AgentSkillsCN

quant-practice

根据示例题目生成量化交易练习笔记本。

SKILL.md
--- frontmatter
name: quant-practice
description: Generate quant practice notebooks from example questions.
allowed-tools: Read, Grep, Glob, Write, Bash, AskUserQuestion

Quant Practice Skill

Generate a Jupyter notebook of quant practice questions using example questions as templates. The user specifies the number of questions and topics. You generate novel questions (different tickers/values/date ranges) and provide solutions, then append them to the notebook.

Inputs to Collect

  • count: number of questions
  • topics: comma-separated list (e.g. returns,portfolio,signals).
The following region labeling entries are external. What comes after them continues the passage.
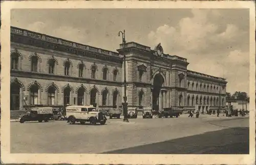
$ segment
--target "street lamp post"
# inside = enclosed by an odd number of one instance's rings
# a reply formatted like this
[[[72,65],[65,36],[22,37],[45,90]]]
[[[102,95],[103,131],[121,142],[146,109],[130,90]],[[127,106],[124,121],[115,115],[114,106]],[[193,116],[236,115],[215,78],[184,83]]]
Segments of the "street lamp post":
[[[128,118],[127,117],[127,97],[126,97],[126,63],[125,63],[125,53],[124,53],[124,47],[125,45],[125,30],[123,30],[123,32],[119,31],[118,33],[118,36],[120,36],[120,34],[122,34],[122,41],[123,45],[123,67],[124,67],[124,80],[123,84],[124,86],[124,96],[123,97],[124,102],[123,104],[123,121],[129,122]]]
Empty means mixed.

Workflow

  1. Create a blank notebook with a header cell:
    • Run:
      • python .claude/skills/quant-practice/scripts/generate_notebook.py --topics "<topics>" --count <count>
    • The script prints the notebook path. Capture it.
  2. Select example questions from the index:
    • Run:
      • python .claude/skills/quant-practice/scripts/select_questions.py --topics "<topics>" --count <count>
    • This prints a JSON array of example question file paths.
  3. Generate novel questions:
    • For each example question:
      • Read the markdown file.
      • Write a new question inspired by the example. Change tickers, numbers, or date ranges so it is materially different.
      • Write a complete solution in Python.
  4. Append each question to the notebook:
    • Run:
      • python .claude/skills/quant-practice/scripts/add_question_to_notebook.py --notebook <path> --question-text "<question>" --solution-text "<solution>"
    • This appends:
      • A markdown question cell
      • An empty code cell for the user’s solution
      • A hidden solution cell

Utility

  • List available topics:
    • python .claude/skills/quant-practice/scripts/get_topics.py
    • Add --only-active to show only topics from active questions.

Notes

  • questions/index.json controls topic labels and which examples are active.
  • If there aren’t enough active questions for a topic, either switch to mixed topics or ask the user to add more examples.
  • Use simple, self-contained Python solutions (numpy/pandas/yfinance as appropriate).